To interpret the results, two indicators were calculated, namely BGR and BIR, by using the following formulas:

$$\mathrm{BGR}=\frac{{\mathrm{OD}}_{\mathrm{sample}}}{{\mathrm{OD}}_{\mathrm{negative}\begin{array}{c}\end{array}\mathrm{control}}}\times 100\begin{array}{c}\end{array}(\%)$$

(1)

BIR = 100 − BGR (%)

(2)

where OD sample—optical density at 540 nm as the mean value of triplicate readings for EOs in the presence of the selected bacteria; OD negative control—optical density at 540 nm as the mean value of triplicate readings for the selected bacteria in BHI.

BGR/MGR indicators are calculated values expressed as percentages of growth or inhibition, indicators used previously in several other research articles [56,60,61,62].

3.4.2. Fungi Culture

A 10⁻² dilution of the fresh culture was used to perform the assay, an inoculum equivalent to a 0.5 McFarland standard. The ATCC fungal strains were revived by overnight growth in Brain Heart Infusion (BHI) broth CM1135, (Oxoid, Hampshire, UK) at 37 °C and subsequently passed on BHI agar (Oxoid, CM1136) for 48 h at 37 °C. The cultures were then diluted at an OD of 0.5 McFarland standard using BHI broth, a value determined by using a McFarland densitometer Grand-Bio (Fisher Scientific, Loughborough, UK). The suspensions were tested using a 96 microdilution well plate by placing 100 μL of microbial suspension in each well. The EOs were tested at a concentration of 2%, 4%, 8% and 16%, added in each well. The plates were covered and left for 48 h at 37 °C. After 48 h, the OD was measured at 540 nm. Triplicate tests were performed for all samples.
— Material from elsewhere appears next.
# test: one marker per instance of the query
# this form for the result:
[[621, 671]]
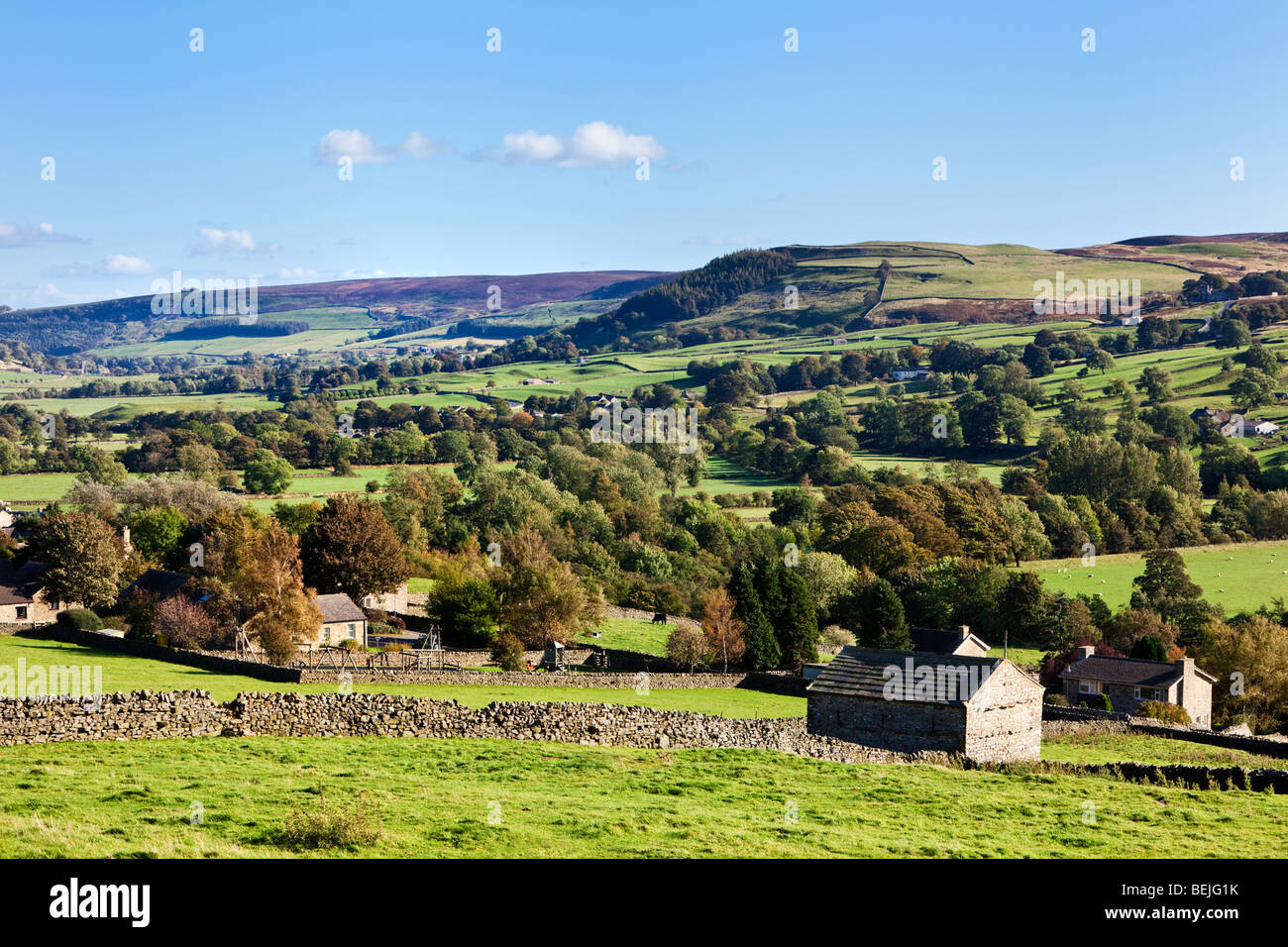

To interpret the results, two indicators were calculated, namely MGR and MIR, using the following formulas:

$$\mathrm{MGR}=\frac{{\mathrm{OD}}_{\mathrm{sample}}}{{\mathrm{OD}}_{\mathrm{negative}\begin{array}{c}\end{array}\mathrm{control}}}\times 100\begin{array}{c}\end{array}(\%)$$

(3)

MIR = 100 − MGR (%)

(4)

where OD sample—optical density at 540 nm as the mean value of triplicate readings for EOs in presence of the selected fungi; OD negative control—optical density at 540 nm as the mean value of triplicate readings for the selected fungi in BHI.

3.5. Statistical Analysis

All determinations were made in triplicate, and the results are reported as mean values ± standard deviation (SD). These were calculated using GraphPad Prism (v.5.0 software, San Diego, CA, USA). The differences between means were analyzed with a one-way ANOVA, followed by a multiple comparison analysis using the t-test (two-sample assuming equal variances). The differences were considered significant when p-values < 0.05. Correlations between variables were performed using Microsoft Excel 2013.

4. Conclusions

The results reported here may help to shed light on the complex chemotaxonomy of the genus Thymus. There is a significant relationship between the antimicrobial activity of Thymus EOs and the presence of phenolic compounds, such as thymol and carvacrol. The correlation study highlighted that the chemical compounds of the Thymus sp. EOs are responsible for the antimicrobial activity, the existing correlations being influenced by the synergism/antagonism exerted between the compounds and the morphological characteristics of the strains (Gram-positive, Gram-negative and fungi).

Regarding the general results of the study, the studied EOs from Thymus sp. can find practical uses in preventing bacterial or fungal infections in plants, animals or humans, being 100% natural and non-toxic in small amounts.

On the other hand, significant variations in the chemical profile identified in T. pulegiodes collected from different locations in Western Romania may indicate a high level of biodiversity in this species, and further investigations in terms of polymorphism, chemical and antimicrobial potential may be useful. The identified antimicrobial activity of these oils could be the way to discover new natural preservation modalities with possible uses in the food and cosmetics industry, replacing synthetic preservatives, compounds that present a higher degree of toxicity to humans and animals.